Asked if he could lead the fractious House, Boehner said, "I think so. I'm not going to suggest it's easy, because it’s not."

The House narrowly averted cutting off funds to the Department of Homeland Security on Friday after Boehner failed to rein in conservative Republicans. They were insisting on tying the issue to blocking President Barack Obama's move to shield millions of illegal immigrants from deportation.

"We do have some members who disagree from time to time over the tactics that we decide to employ. But remember that Republicans are united in this idea that the president has far exceeded his constitutional authority," Boehner said in an interview on the CBS program "Face the Nation." 

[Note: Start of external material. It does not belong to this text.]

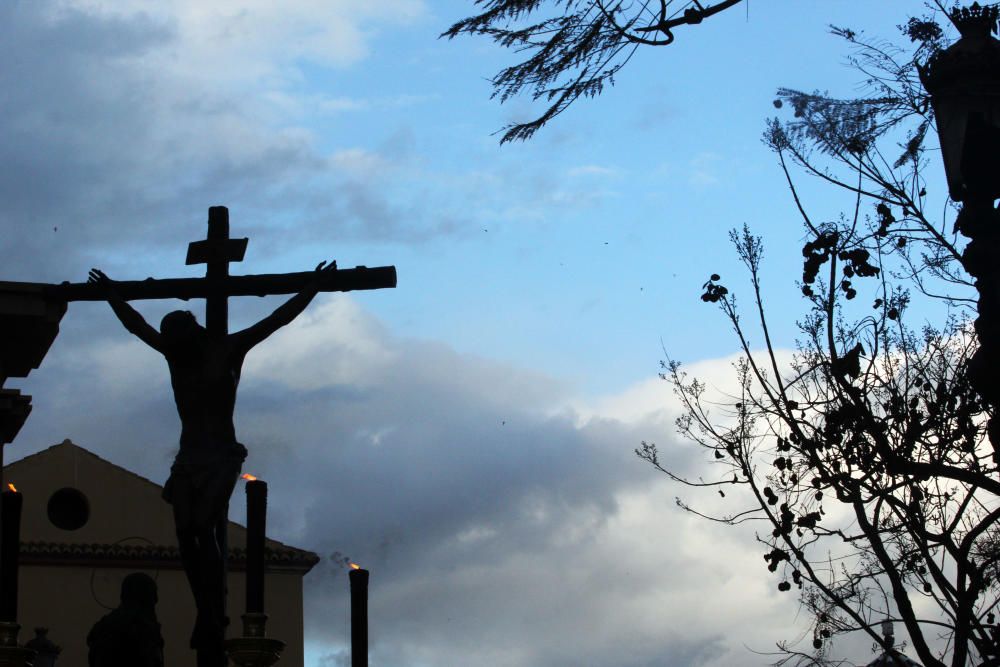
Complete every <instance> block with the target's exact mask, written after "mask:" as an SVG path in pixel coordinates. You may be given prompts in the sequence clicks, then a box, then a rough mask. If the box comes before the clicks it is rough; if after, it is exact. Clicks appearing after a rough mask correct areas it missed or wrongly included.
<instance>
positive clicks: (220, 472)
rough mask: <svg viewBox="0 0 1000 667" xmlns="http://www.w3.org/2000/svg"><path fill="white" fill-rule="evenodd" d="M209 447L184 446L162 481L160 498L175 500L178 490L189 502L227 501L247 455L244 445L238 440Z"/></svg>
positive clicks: (164, 499)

Boehner narrowly won a third term as speaker on Jan. 6, surviving a stiff challenge from 25 conservative Republicans that signaled a possible growing split within the party as it assumed full control of Congress. A faction of dissident House Republicans oppose him because they say he has done too little to cut spending and fight Obama's immigration and healthcare policies.

Boehner's failure to corral enough votes to fund the department for three weeks - they settled for one week - again raised questions over whether he could lead House Republicans.

Steve Scalise, the third-ranking House Republican, noted to the "Fox News Sunday" program that the selection of a House speaker took place "just a few weeks ago."

"And that vote is over. We are moving forward," Scalise said. "... And obviously he's speaker. He's going forward."

Republican Peter King of New York, a prominent voice on national security issues, called the lawmakers who voted against the homeland security funding "absolutely irresponsible" and "self-righteous and delusional." 

King, who noted that three men were arrested in New York just days ago for allegedly attempting to join the Islamic State militant group, urged other House members to back Boehner. 

"We have to stand behind John Boehner," he told ABC's "This Week" program.

But King said Boehner must find a way this week, after Israeli Prime Minister Benjamin Netanyahu has delivered a  speech to Congress on Tuesday, to bring a "clean" homeland security funding bill without the immigration language to the House floor for an up-or-down vote.

Asked on the CNN program "State of the Union" about a possible attempt to depose Boehner, outspoken House conservative Jim Jordan, like Boehner from Ohio, said "that's not going to happen." 

Boehner said "the House is a rambunctious place" but that he enjoyed his job "most days." He said that Friday - when the House failed to pass the three-week funding measure - was "messy." 

"I’m not into messy. But listen, I enjoy being in a legislative body. I enjoy all the personalities, and I’ve got a lot of them," he said.